そこで、昨年(2022年)9月に100周年を迎えた東急グループを代表し、『東急百年-私鉄ビジネスモデルのゲームチェンジ-』の著者でもある東急株式会社 常務執行役員 東浦亮典氏をゲストにお迎えし、東急グループの100年を通じて育んだブランドや今後のビジョン、100周年を機に取り組んだブランディング施策の内側についてご紹介いただくと共にパネルディスカッションを行いましたので、その様子を2回に分けて、お届けいたします。

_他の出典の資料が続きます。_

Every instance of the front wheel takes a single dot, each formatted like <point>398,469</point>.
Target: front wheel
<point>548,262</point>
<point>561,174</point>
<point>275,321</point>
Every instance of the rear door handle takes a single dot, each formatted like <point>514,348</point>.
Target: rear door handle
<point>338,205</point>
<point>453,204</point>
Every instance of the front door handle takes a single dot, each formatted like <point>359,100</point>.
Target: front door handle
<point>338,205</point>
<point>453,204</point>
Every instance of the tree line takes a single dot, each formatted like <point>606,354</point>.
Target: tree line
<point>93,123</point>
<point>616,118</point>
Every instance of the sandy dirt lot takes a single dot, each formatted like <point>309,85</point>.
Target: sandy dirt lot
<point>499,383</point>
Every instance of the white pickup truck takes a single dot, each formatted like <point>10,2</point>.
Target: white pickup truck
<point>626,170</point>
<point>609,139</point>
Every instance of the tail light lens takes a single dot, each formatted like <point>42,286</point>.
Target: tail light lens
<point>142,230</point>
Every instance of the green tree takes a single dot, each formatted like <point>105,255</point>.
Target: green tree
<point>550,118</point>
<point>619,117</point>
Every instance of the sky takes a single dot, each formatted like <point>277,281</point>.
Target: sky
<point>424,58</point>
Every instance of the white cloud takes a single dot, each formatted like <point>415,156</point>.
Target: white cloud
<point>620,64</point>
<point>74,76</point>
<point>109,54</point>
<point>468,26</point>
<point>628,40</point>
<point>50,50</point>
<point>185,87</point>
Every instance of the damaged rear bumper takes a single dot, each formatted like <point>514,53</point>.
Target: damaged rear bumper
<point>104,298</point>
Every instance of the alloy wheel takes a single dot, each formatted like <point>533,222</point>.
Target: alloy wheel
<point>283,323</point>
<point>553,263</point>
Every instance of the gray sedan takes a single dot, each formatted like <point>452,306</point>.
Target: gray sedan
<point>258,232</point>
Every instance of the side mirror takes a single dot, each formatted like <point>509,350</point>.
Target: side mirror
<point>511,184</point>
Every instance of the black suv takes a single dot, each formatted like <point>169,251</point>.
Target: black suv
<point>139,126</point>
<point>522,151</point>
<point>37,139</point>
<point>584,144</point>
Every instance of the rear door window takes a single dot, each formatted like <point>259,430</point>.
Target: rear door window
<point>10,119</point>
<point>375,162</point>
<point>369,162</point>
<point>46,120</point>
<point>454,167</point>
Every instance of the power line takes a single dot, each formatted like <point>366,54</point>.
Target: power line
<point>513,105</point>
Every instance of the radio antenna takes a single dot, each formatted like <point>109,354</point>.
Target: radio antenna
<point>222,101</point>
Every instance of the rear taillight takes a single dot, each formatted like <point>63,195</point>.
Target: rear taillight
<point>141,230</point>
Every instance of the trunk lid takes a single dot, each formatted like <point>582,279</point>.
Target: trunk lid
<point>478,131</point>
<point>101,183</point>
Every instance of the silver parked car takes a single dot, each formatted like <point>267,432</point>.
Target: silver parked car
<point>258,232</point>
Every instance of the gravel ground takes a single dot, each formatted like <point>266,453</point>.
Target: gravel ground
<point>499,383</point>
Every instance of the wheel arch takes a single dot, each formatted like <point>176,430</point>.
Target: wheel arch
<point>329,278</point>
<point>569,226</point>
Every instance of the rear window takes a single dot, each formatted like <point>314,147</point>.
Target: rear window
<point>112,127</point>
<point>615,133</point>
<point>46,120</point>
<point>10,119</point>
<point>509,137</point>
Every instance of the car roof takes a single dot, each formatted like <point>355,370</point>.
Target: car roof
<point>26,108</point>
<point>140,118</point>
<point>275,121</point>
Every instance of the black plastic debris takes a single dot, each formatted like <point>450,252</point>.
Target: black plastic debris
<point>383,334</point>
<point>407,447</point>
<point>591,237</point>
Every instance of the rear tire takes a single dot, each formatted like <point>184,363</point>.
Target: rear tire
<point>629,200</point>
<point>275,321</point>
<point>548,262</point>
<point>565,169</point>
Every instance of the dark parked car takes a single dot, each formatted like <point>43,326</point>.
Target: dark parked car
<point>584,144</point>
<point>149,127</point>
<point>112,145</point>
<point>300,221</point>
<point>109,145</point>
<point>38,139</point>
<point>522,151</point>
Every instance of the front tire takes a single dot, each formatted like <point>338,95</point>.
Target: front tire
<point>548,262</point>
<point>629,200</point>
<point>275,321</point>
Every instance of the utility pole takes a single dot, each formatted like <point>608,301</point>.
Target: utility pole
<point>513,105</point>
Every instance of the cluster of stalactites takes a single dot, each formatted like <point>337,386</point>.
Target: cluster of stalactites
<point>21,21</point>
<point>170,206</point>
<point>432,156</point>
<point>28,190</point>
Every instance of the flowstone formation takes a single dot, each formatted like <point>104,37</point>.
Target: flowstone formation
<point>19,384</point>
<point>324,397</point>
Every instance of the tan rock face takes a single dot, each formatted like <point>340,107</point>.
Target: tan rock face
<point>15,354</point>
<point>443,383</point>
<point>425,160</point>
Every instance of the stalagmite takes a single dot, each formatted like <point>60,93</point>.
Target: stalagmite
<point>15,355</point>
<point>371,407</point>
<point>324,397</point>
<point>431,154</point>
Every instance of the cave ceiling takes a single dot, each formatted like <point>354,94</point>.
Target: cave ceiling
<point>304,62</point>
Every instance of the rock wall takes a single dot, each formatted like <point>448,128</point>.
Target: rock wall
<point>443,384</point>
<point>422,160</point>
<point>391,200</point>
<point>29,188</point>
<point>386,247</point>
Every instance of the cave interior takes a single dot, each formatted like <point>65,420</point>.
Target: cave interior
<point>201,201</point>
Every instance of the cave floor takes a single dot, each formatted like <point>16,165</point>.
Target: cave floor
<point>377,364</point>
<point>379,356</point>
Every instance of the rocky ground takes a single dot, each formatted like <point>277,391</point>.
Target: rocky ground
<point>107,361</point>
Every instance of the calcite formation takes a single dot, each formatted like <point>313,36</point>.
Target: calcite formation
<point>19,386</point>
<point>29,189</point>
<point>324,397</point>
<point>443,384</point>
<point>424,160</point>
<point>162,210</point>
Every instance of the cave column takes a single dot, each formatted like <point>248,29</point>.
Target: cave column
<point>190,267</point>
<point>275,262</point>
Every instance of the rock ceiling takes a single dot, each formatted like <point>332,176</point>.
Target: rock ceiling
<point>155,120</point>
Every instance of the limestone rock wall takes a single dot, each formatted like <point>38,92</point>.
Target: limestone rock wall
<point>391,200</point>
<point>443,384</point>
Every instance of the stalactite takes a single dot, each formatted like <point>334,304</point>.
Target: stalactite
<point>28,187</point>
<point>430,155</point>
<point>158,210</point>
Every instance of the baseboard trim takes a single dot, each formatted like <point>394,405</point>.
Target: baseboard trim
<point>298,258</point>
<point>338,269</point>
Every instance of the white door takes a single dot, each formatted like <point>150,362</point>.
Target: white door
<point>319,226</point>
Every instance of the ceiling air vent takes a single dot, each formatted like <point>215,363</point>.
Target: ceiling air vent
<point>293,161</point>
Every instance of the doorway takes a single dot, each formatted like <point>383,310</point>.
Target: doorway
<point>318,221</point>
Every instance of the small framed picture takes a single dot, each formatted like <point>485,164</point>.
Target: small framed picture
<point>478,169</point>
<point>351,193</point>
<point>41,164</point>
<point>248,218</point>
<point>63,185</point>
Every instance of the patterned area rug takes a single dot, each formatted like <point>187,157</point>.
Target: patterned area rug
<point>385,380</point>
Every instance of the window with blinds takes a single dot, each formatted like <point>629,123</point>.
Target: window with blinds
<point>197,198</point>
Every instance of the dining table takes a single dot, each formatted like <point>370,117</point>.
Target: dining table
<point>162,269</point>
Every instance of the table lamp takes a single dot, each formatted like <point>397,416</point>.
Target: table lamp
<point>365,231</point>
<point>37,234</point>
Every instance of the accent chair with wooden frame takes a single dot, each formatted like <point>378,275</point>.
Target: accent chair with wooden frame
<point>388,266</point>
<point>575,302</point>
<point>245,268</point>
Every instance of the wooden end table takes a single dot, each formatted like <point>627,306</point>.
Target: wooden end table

PART1:東急株式会社 常務執行役員 東浦亮典氏によるプレゼンテーション
PART2:パネルディスカッション
(PART2 の記事はこちら)
【東急株式会社様 HP】https://www.tokyu.co.jp/index.html
【東急株式会社様 100周年記念サイト】https://www.tokyu.co.jp/tokyu/
まずは、東急株式会社 常務執行役員 東浦亮典氏による「東急グループ創立100周年を通じた取り組みと挑戦」と題したプレゼンテーションの内容をご紹介します。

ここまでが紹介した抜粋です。